'The little maids are very quick and clever,' objected Zoë, who hardly looked upon the strapping African as a woman.
'No doubt, Kokóna, but this is a part of our business, and I do it better than they.'
'I would rather let them help me, if I must be helped,' said Zoë. 'But, indeed, I am quite used to dressing myself.'
'And pray,' argued the negress, grinning and growing familiar again, 'how could Rustan give his customers a written guarantee, unless I assured him, that there is no cause for complaint, no blemish, no scar, no hidden deformity, no ugly birthmark?'
Zoë turned her face away on the pillow.
'I had not thought of that,' she answered.
'Heaven forbid that I should myself,' returned the woman, relapsing into her obsequious manner again, 'if it were not to save the young Kokóna from any trouble or annoyance with our customer! If it will but please her to call herself my mistress and me her slave, she shall not be disappointed. If I am rough or clumsy she shall box my ears whenever she pleases, and I shall not complain!'
The little maids devoutly wished that Zoë would avail herself of their tyrant's extraordinary offer, but they dared not smile. She still turned her face away and was silent.

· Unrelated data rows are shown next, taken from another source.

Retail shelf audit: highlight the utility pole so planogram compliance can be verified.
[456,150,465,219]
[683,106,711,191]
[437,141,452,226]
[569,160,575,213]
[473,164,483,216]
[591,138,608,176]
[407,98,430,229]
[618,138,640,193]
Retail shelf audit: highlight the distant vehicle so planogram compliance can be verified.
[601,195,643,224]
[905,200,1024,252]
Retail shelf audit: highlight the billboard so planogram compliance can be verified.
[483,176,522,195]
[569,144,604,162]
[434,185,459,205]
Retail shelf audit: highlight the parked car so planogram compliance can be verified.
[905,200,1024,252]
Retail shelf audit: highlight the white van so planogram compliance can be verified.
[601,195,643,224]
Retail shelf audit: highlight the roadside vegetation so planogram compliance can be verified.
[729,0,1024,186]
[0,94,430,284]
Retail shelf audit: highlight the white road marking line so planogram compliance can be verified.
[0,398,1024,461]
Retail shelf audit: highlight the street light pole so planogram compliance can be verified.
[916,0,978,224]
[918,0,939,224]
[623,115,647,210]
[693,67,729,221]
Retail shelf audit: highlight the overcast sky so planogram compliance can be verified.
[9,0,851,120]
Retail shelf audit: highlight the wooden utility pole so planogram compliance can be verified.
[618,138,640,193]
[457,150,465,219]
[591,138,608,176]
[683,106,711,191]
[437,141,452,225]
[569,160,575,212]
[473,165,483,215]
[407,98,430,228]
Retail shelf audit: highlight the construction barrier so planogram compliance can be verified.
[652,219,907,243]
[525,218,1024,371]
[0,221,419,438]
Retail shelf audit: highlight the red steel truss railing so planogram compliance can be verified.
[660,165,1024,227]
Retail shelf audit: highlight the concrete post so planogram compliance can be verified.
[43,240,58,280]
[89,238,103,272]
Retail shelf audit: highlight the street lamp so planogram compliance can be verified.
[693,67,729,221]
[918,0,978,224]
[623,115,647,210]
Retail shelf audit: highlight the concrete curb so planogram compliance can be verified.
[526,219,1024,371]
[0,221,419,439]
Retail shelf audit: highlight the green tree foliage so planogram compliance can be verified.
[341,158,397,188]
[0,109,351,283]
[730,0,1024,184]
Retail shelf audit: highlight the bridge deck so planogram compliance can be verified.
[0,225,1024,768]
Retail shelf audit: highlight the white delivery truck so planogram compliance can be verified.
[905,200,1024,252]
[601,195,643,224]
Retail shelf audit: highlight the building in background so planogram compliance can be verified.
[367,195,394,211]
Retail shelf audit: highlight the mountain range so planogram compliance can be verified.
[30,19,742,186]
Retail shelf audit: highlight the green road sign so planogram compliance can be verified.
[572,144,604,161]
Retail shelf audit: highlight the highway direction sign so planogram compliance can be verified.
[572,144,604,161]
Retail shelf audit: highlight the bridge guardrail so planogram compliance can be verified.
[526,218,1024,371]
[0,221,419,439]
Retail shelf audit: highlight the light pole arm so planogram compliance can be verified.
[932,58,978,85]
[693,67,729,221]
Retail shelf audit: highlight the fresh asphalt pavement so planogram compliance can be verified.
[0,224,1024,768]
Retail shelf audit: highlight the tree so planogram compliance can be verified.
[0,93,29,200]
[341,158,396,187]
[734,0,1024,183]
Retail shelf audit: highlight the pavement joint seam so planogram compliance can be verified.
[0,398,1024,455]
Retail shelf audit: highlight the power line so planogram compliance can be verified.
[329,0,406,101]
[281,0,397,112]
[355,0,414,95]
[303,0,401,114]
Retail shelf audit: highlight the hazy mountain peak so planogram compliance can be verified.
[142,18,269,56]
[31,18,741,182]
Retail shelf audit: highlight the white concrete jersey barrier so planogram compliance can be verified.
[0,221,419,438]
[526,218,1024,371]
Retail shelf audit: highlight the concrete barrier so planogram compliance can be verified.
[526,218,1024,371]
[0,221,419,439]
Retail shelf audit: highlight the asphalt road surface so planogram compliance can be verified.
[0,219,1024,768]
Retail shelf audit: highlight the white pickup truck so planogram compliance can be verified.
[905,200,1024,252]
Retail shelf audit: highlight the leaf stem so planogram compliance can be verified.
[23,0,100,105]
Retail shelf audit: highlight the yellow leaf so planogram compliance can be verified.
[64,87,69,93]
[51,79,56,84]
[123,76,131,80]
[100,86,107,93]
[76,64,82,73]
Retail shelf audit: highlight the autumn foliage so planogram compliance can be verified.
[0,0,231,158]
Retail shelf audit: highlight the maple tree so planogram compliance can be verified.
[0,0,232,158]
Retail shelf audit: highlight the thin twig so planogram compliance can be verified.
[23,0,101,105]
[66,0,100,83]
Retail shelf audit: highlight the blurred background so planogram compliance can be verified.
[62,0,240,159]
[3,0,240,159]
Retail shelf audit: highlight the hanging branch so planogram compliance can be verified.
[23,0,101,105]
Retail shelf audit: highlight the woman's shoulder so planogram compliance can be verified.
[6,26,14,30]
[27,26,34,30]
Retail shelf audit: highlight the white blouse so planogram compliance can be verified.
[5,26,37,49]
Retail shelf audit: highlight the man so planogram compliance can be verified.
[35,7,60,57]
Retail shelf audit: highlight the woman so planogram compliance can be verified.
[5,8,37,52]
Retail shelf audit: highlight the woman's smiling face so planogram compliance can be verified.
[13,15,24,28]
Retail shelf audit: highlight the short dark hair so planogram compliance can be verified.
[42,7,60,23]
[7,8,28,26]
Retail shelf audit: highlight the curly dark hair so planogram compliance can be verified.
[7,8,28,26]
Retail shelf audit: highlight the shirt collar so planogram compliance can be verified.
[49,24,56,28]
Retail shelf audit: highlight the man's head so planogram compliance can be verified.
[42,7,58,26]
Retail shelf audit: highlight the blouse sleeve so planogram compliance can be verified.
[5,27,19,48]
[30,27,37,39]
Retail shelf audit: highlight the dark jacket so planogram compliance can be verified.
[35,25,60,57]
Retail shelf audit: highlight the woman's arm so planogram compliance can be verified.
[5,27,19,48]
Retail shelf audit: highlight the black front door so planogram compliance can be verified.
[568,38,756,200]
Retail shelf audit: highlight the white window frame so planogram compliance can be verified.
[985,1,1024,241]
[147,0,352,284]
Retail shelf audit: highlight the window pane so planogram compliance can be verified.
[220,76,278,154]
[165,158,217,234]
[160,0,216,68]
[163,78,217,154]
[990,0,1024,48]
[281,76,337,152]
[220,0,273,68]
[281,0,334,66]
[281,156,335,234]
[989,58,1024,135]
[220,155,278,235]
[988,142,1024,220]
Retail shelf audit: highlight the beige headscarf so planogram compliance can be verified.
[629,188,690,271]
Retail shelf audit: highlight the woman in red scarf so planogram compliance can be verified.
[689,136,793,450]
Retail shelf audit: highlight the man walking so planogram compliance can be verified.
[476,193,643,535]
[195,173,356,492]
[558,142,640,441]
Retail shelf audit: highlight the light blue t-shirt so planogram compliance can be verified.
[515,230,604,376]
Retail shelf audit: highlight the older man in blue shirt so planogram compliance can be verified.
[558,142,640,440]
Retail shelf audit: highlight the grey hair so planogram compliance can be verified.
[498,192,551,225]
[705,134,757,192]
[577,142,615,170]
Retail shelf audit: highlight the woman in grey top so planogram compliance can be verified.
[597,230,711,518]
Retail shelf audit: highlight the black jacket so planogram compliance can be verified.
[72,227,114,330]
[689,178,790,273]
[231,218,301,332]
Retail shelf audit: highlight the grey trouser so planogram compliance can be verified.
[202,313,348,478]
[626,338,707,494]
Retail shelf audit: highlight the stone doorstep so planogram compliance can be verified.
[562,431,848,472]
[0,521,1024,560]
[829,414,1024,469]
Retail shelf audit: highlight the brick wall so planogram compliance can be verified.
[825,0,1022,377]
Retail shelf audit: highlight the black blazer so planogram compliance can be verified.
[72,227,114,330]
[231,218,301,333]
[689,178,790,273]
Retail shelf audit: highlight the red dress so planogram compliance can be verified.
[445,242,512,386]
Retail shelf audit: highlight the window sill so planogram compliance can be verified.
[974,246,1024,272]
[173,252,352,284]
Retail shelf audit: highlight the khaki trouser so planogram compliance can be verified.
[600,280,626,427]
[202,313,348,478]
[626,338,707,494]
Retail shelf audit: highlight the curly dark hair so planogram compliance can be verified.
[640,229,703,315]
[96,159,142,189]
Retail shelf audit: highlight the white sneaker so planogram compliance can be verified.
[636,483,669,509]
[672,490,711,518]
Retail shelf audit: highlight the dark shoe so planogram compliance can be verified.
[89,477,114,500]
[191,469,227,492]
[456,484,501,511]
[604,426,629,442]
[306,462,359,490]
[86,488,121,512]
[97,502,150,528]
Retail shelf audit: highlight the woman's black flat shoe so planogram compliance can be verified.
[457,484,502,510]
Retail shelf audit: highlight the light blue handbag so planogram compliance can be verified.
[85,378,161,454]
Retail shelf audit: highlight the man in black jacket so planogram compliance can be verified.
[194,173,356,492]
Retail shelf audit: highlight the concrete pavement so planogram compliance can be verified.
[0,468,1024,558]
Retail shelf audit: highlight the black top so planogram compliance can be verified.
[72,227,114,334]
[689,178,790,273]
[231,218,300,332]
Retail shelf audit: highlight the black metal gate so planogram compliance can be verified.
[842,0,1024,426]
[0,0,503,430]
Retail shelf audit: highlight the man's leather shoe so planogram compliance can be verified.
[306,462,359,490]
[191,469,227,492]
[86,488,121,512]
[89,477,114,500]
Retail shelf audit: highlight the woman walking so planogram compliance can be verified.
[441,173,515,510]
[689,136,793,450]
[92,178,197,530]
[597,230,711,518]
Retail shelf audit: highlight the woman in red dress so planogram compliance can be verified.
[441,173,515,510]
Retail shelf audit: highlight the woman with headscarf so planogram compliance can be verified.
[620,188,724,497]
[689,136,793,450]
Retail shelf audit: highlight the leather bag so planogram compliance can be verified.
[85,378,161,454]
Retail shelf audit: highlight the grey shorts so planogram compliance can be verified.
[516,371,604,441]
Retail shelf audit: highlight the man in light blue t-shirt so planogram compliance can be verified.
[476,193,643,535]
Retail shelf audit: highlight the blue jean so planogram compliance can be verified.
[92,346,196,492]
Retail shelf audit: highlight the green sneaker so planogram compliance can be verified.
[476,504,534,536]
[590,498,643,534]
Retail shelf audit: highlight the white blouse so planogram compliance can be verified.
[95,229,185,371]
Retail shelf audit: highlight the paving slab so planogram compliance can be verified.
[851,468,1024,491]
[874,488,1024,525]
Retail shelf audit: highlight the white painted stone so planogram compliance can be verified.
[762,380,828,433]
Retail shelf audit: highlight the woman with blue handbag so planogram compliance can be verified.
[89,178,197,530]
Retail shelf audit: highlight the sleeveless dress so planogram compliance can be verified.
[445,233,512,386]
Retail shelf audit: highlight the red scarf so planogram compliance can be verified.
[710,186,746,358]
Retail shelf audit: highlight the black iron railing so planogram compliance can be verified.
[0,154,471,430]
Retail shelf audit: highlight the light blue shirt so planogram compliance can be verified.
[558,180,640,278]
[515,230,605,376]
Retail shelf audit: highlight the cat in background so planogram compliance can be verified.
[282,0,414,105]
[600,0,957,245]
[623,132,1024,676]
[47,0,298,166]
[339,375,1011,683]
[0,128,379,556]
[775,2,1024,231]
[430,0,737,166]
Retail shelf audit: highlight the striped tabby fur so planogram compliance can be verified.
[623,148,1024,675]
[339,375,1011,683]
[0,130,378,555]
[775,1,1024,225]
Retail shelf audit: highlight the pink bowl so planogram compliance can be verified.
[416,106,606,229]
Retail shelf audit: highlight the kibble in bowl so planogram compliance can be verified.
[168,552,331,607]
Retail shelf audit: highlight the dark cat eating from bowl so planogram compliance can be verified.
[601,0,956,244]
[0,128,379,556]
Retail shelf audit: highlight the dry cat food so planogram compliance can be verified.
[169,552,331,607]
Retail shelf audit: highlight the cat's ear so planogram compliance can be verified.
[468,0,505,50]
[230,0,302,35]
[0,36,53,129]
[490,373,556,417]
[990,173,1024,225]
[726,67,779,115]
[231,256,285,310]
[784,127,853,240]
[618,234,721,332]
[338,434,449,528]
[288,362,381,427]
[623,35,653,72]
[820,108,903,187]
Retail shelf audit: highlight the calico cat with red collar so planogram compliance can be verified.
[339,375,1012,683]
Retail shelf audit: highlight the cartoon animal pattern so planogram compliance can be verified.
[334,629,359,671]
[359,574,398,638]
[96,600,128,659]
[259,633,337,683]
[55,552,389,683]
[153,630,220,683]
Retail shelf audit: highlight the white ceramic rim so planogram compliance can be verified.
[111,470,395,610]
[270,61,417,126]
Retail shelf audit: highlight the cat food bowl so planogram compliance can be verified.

'See!' coaxed the African. 'I take off my coat!' She suited the action to the word and divested herself of her outer garment, which was the long coat and skirt in one, worn only by free women. 'I cover my head, in the Kokóna's presence!' She quickly flattened her wild red hair under a kerchief which she knotted at the back of her neck. 'I roll up my sleeves! Am I anything but a slave, a bath-woman? Why will the beautiful Kokóna not let me wait on her?'
Zoë turned her eyes and saw the change, and suddenly her objection vanished; for Rustan's wife looked precisely like the black slave-women who used to attend the ladies in the Roman bath in Rhangabé's palace. The association of ideas was so strong that the young girl could not help smiling faintly.